January 23, 2012

Top 10 things to know before visiting Washington, D.C.

  1. Thinking about renting a car while you're in town?  Stop.  Do not pass go.  Do not collect $200. Do not call Hertz.  The roads are confusing, parking is a bitch, and the locals pull maneuvers that would have made Evel Kneivel cringe.  Save yourself the expense.  Most importantly, save your sanity.
  2. Now that you're no longer planning on renting a car, let's discuss the fabulous DC subway system called the Metro.  And by fabulous, I mean worthy of being displayed as an antique in the Smithsonian.  But you are still far better off navigating underground trains than you are above-ground personal vehicles.  
  3. When using escalators on the Metro, walk on the left side and stand on the right side.  But should you forget this little tidbit, it will only take a local approximately 0.5 seconds to remind you of it.  
  4. Not everyone who lives in DC works for the federal government
  5. Not everyone who lives in DC knows the President.
  6. Yes, people actually live in DC.
  7. The white building with the big fat dome is not the White House.
  8. Purchasing and wearing an FBI baseball cap will not fool anyone into thinking that you actually work for the FBI.
  9. Beer is expensive compared to wherever you are from, unless you are from NYC or Scandinavia.
  10. If you do happen to commit the Visitors' Sins implied in #3 - 8, the locals will refer to you as a "touron".  
The White House is not in this picture.


  1. - If we're lucky, our escalators are moving beltways of stairs. As such, they will continue to move when you stop off of them - PLEASE KEEP MOVING! We will run you over should the occasion present itself.

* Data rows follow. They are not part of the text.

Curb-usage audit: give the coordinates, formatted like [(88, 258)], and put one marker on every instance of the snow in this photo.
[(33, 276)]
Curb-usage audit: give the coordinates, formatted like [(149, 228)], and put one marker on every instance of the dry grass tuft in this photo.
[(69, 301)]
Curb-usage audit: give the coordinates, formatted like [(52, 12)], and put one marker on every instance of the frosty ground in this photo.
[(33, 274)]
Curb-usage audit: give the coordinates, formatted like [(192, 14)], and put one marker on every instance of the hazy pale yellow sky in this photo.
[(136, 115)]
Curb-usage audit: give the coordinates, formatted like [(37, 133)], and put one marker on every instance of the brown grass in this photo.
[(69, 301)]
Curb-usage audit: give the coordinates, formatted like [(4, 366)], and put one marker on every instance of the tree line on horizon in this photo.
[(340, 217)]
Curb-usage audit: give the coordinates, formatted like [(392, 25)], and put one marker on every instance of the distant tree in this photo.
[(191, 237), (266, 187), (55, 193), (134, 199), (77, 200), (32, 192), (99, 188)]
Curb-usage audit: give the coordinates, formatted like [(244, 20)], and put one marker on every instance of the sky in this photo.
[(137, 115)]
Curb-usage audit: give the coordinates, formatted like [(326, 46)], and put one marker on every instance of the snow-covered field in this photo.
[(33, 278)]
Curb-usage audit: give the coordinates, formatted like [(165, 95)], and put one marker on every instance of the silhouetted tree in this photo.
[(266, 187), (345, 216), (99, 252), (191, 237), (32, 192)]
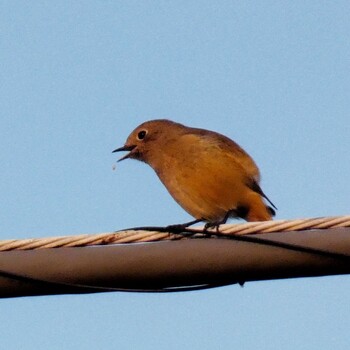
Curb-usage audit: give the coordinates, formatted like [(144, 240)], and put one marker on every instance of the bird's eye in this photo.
[(141, 135)]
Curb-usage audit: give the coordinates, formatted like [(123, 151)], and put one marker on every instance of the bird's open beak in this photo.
[(122, 149)]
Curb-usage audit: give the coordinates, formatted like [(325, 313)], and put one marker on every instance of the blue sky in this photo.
[(77, 77)]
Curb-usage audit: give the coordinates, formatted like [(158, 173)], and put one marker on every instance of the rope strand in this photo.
[(152, 234)]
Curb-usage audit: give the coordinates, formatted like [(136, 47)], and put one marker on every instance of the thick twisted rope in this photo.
[(147, 234)]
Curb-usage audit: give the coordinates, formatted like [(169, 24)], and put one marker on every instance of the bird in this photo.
[(209, 175)]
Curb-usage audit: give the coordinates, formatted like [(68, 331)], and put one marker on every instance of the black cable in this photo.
[(188, 232)]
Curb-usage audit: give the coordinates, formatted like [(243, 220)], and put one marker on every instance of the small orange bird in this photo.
[(207, 173)]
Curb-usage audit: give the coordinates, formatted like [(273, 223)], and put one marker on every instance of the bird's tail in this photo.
[(257, 210)]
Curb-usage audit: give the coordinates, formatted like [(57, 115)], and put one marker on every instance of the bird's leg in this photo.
[(179, 227), (216, 224)]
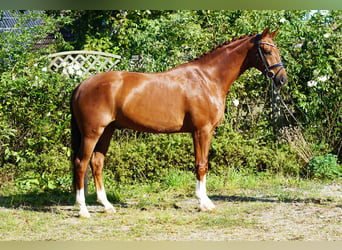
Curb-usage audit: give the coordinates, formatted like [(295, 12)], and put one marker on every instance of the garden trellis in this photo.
[(82, 62)]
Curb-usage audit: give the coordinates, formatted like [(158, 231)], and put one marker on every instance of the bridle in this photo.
[(268, 73)]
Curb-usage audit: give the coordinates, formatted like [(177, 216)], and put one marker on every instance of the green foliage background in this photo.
[(34, 103)]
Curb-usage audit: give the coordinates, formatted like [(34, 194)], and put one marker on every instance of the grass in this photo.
[(249, 207)]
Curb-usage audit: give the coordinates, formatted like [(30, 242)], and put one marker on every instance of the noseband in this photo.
[(268, 72)]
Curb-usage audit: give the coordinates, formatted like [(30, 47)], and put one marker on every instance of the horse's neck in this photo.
[(228, 63)]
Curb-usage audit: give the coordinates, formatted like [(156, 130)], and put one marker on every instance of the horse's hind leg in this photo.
[(81, 163), (96, 163)]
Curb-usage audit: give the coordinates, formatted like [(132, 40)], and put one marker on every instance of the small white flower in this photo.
[(312, 84), (322, 78), (236, 102), (79, 72), (76, 67), (71, 70)]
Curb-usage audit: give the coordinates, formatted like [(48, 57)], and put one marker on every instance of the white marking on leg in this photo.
[(201, 193), (80, 201), (102, 198)]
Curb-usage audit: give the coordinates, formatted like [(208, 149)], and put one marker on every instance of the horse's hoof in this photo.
[(83, 215), (110, 210), (207, 207)]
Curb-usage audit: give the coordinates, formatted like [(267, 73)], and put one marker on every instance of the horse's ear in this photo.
[(274, 33), (265, 32)]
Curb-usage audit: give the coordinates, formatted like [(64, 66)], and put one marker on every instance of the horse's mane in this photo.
[(224, 44)]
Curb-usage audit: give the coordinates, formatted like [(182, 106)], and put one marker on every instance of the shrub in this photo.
[(323, 167)]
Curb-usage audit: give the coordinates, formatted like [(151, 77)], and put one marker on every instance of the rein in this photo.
[(268, 73)]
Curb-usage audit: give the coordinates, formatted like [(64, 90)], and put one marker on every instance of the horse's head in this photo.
[(268, 57)]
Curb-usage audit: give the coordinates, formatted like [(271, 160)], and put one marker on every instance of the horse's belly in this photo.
[(148, 116)]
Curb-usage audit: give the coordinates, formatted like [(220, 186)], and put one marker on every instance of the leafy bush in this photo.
[(323, 167)]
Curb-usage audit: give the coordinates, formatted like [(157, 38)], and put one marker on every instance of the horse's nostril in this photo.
[(283, 80)]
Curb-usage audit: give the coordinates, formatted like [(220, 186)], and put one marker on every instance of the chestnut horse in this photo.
[(188, 98)]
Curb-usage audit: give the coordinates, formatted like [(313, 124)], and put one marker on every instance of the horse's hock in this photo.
[(82, 62)]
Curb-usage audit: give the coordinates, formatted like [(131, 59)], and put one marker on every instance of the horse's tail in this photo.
[(75, 147)]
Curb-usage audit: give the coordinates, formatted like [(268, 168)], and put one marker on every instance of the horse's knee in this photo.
[(201, 170), (97, 162)]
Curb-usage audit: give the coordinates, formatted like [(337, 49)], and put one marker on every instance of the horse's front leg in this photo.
[(202, 140)]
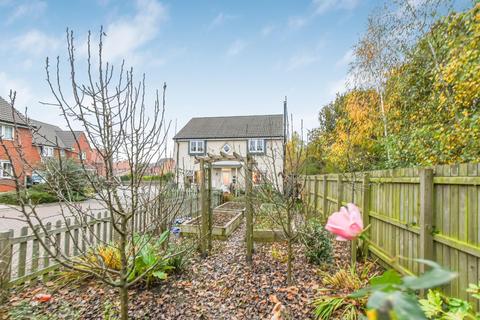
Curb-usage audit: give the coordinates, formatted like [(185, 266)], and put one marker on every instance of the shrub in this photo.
[(181, 254), (35, 196), (318, 243), (339, 302)]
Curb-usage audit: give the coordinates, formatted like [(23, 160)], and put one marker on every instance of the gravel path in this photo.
[(222, 286)]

    - Please do not stop in the middle of the sidewalk to consult your map to figure out how to get to our non-domed White House. I'm not suggesting you play in traffic (exactly) but please move to the edge of the sidewalk, perhaps towards a building, so that the people in motion can stay in motion rather than slaloming around you.

    - Please, PLEASE do not "Red Rover" the sidewalk. Your family of four does not have to walk side by side (by side by side), thereby causing everyone to have to break through your ranks in order to continue their journey. It's annoying.

    [No, I haven't lived here for nearly two decades or anything...]

  2. True on all counts. Except I'd never heard of the "touron" term, but it makes sense and I'm going to adopt it.

  3. Dani - agreed! Although I'm beginning to realize that many recommendations can apply to large cities anywhere. Doesn't make them any less worthy of mentioning, though :) Aaron - isn't it brilliant? I wish I could take credit for it!